I'm wondering if you could talk a little bit about the updated guidelines when it comes to the classifications of heart failure based on [00:08:00] ejection fraction.

Nancy Albert (guest): Yeah. So, when we think about ejection fraction, we used to have terms that we used all the time, heart failure and reduced ejection fraction—at one time, that was called systolic heart failure. So, we've updated it to reduced ejection fraction, and that's an ejection fraction of 40% or less.

And then we had patients who had HFpEF, or heart failure with preserved ejection fraction—previously called diastolic heart failure. And for a while there, that was an EF of greater than 50%.

And then you had this funny little area, that from 41% to 49%, and we called that borderline HFpEF because early on when we started recognizing this abnormality, when we did research studies and authors, published them, we found out that the characteristics of patients in that borderline zone looked a lot more like patients with preserved ejection fraction than patients with reduced ejection fraction.

[00:09:00] However, we started putting, doing research trials and putting these patients in the HFpEF or the preserved ejection fraction category.
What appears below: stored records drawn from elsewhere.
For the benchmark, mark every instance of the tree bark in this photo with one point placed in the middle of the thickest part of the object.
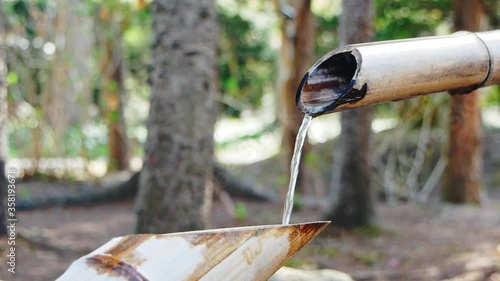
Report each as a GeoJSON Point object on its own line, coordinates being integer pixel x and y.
{"type": "Point", "coordinates": [296, 55]}
{"type": "Point", "coordinates": [352, 197]}
{"type": "Point", "coordinates": [179, 145]}
{"type": "Point", "coordinates": [464, 169]}
{"type": "Point", "coordinates": [3, 124]}
{"type": "Point", "coordinates": [113, 89]}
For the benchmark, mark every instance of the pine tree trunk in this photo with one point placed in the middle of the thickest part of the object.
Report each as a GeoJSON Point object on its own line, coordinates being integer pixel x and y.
{"type": "Point", "coordinates": [3, 124]}
{"type": "Point", "coordinates": [296, 56]}
{"type": "Point", "coordinates": [179, 145]}
{"type": "Point", "coordinates": [464, 170]}
{"type": "Point", "coordinates": [352, 202]}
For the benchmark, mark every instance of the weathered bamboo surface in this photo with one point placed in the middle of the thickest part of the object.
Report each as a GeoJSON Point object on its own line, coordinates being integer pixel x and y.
{"type": "Point", "coordinates": [364, 74]}
{"type": "Point", "coordinates": [244, 253]}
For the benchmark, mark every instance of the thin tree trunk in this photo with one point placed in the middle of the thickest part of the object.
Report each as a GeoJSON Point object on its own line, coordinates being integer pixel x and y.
{"type": "Point", "coordinates": [352, 202]}
{"type": "Point", "coordinates": [3, 124]}
{"type": "Point", "coordinates": [179, 145]}
{"type": "Point", "coordinates": [464, 169]}
{"type": "Point", "coordinates": [114, 90]}
{"type": "Point", "coordinates": [296, 55]}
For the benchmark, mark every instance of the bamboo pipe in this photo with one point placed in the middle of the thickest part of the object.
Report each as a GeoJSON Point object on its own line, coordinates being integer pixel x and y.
{"type": "Point", "coordinates": [364, 74]}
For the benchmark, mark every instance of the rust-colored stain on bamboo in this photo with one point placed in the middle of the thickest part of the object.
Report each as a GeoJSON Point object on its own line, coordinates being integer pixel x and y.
{"type": "Point", "coordinates": [114, 267]}
{"type": "Point", "coordinates": [123, 261]}
{"type": "Point", "coordinates": [114, 262]}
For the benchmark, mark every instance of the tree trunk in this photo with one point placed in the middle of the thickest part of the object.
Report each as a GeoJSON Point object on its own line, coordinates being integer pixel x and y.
{"type": "Point", "coordinates": [69, 89]}
{"type": "Point", "coordinates": [296, 55]}
{"type": "Point", "coordinates": [352, 202]}
{"type": "Point", "coordinates": [179, 145]}
{"type": "Point", "coordinates": [113, 89]}
{"type": "Point", "coordinates": [464, 169]}
{"type": "Point", "coordinates": [3, 125]}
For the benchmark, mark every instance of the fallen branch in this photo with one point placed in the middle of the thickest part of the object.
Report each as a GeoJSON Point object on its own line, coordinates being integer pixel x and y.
{"type": "Point", "coordinates": [126, 185]}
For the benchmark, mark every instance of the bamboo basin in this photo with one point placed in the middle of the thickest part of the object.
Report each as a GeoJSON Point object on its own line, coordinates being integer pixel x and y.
{"type": "Point", "coordinates": [243, 253]}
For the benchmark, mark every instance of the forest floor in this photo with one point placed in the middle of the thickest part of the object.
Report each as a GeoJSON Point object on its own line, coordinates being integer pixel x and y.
{"type": "Point", "coordinates": [410, 242]}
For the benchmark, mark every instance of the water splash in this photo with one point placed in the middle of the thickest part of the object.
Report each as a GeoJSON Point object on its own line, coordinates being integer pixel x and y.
{"type": "Point", "coordinates": [294, 168]}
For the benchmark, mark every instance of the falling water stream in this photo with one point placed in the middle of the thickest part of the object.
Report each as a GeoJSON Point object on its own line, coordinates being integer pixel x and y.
{"type": "Point", "coordinates": [294, 168]}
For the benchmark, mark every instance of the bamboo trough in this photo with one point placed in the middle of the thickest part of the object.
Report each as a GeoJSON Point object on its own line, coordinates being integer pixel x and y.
{"type": "Point", "coordinates": [244, 253]}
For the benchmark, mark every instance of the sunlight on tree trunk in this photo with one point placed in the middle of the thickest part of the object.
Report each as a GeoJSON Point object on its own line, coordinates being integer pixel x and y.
{"type": "Point", "coordinates": [179, 145]}
{"type": "Point", "coordinates": [352, 202]}
{"type": "Point", "coordinates": [297, 33]}
{"type": "Point", "coordinates": [3, 124]}
{"type": "Point", "coordinates": [464, 169]}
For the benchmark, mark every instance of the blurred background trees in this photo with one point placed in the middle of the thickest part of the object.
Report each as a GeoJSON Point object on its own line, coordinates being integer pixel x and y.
{"type": "Point", "coordinates": [3, 126]}
{"type": "Point", "coordinates": [353, 198]}
{"type": "Point", "coordinates": [79, 85]}
{"type": "Point", "coordinates": [176, 184]}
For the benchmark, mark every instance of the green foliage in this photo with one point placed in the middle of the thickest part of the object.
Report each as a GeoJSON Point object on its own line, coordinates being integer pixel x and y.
{"type": "Point", "coordinates": [246, 67]}
{"type": "Point", "coordinates": [409, 18]}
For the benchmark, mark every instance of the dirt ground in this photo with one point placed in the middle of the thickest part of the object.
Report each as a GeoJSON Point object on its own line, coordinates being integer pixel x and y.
{"type": "Point", "coordinates": [411, 241]}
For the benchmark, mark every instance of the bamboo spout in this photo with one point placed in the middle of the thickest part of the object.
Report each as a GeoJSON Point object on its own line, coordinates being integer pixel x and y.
{"type": "Point", "coordinates": [364, 74]}
{"type": "Point", "coordinates": [245, 253]}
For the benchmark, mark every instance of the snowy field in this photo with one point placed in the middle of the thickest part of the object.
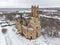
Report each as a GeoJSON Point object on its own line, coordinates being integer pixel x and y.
{"type": "Point", "coordinates": [12, 38]}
And it turned out the drugs weren't working so much in them, but they were working on patients with reduced ejection fraction who had what we call now mildly reduced ejection fraction.

So, the new terms today are:

HFrEF: reduced ejection fraction, EF of less than or equal to 40%

Mildly reduced ejection fraction, which is that 41 to 49%

And then heart failure with preserved ejection fraction, which is 50% or higher.

And we have to remember that for all of us people walking around without heart failure, our normal ejection fraction is 60% or higher.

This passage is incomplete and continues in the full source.